K-mean alignment and variants for functional data

kma(
  x,
  y,
  n_clusters = 1L,
  warping_class = c("affine", "dilation", "none", "shift", "srsf"),
  seeds = NULL,
  maximum_number_of_iterations = 100L,
  centroid_type = c("mean", "medoid"),
  distance = c("l2", "pearson"),
  warping_options = c(0.15, 0.15),
  number_of_threads = 1L,
  parallel_method = 0L,
  distance_relative_tolerance = 0.001,
  use_fence = FALSE,
  check_total_dissimilarity = TRUE,
  use_verbose = TRUE,
  compute_overall_center = FALSE
)

Arguments

x

A numeric matrix of shape nObs x nPts specifying the evaluation grid of each observation.

y

A numeric array of shape nObs x nDim x nPts specifying the observation values.

n_clusters

An integer value specifying the number of clusters. Defaults to 1L.

warping_class

A string specifying the warping class Choices are "affine", "dilation", "none", "shift" or "srsf". Defaults to "affine". The SRSF class is the only class which is boundary-preserving.

seeds

An integer vector of length n_clust specifying the indices of the initial templates. Defaults to NULL, which boils down to randomly sampled indices.

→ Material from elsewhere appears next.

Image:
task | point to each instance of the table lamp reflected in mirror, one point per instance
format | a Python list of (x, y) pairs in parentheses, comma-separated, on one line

maximum_number_of_iterations

An integer specifying the maximum number of iterations before the algorithm stops (default: 100L).

centroid_type

A string specifying the type of centroid to compute. Choices are "mean" or "medoid". Defaults to "mean". This is used only when warping_class != "srsf". When warping_class = "srsf, the mean is systematically used.

distance

A string specifying the distance used to compare curves. Choices are "l2" or "pearson". Defaults to "l2". This is used only when warping_class != "srsf".

warping_options

A numeric vector supplied as a helper to the chosen warping_class to decide on warping parameter bounds. This is used only when warping_class != "srsf".

number_of_threads

An integer value specifying the number of threads used for parallelization. Defaults to 1L. This is used only when warping_class != "srsf".

parallel_method

An integer value specifying the type of desired parallelization for template computation, If 0L, templates are computed in parallel. If 1L, parallelization occurs within a single template computation (only for the medoid method as of now). Defaults to 0L. This is used only when warping_class != "srsf".

distance_relative_tolerance

A numeric value specifying a relative tolerance on the distance update between two iterations. If all observations have not sufficiently improved in that sense, the algorithm stops. Defaults to 1e-3. This is used only when warping_class != "srsf".

use_fence

A boolean specifying whether the fence algorithm should be used to robustify the algorithm against outliers. Defaults to FALSE. This is used only when warping_class != "srsf".

check_total_dissimilarity

A boolean specifying whether an additional stopping criterion based on improvement of the total dissimilarity should be used. Defaults to TRUE. This is used only when warping_class != "srsf".

use_verbose

A boolean specifying whether the algorithm should output details of the steps to the console. Defaults to TRUE. This is used only when warping_class != "srsf".

compute_overall_center

A boolean specifying whether the overall center should be also computed. Defaults to FALSE. This is used only when warping_class != "srsf".

Value

An object of class kma, which is a list with the following components:

original_curves: A numeric matrix of shape \(N \times L \times M\)

storing the original sample of \(N\)

\(L\)-dimensional curves observed on grids of size \(M\). original_grids: A numeric matrix of shape \(N \times M\) storing the original grids of size \(M\) on which wer evaluated the \(N\) curves;

x: As input; y: As input; seeds: Indices used in the algorithm; iterations: Number of iterations before the KMA algorithm stops; n_clust: As input; overall_center_grid: Overall center grid if compute_overall_center is set; overall_center_values: Overall center values if compute_overall_center is set; distances_to_overall_center: Distances of each observation to the overall center if compute_overall_center is set; x_final: Aligned observation grids; n_clust_final: Final number of clusters. Note that n_clust_final may differ from initial number of clusters n_clust if some clusters are empty; x_centers_final: Final center grids; y_centers_final: Final center values; template_grids: List of template grids at each iteration; template_values: List of template values at each iteration; labels: Cluster memberships; final_dissimilarity: Distances of each observation to the center of its assigned cluster; parameters_list: List of estimated warping parameters at each iteration; parameters: Final estimated warping parameters; warping_method: As input; dissimilarity_method: As input; center_method: As input; optimizer_method: As input.

Examples

res <- kma(
  simulated30$x,
  simulated30$y,
  seeds = c(1, 21),
  n_clust = 2,
  center_method = "medoid",
  warping_method = "affine",
  dissimilarity_method = "pearson"
)
#> Error in kma(simulated30$x, simulated30$y, seeds = c(1, 21), n_clust = 2,     center_method = "medoid", warping_method = "affine", dissimilarity_method = "pearson"): unused arguments (center_method = "medoid", warping_method = "affine", dissimilarity_method = "pearson")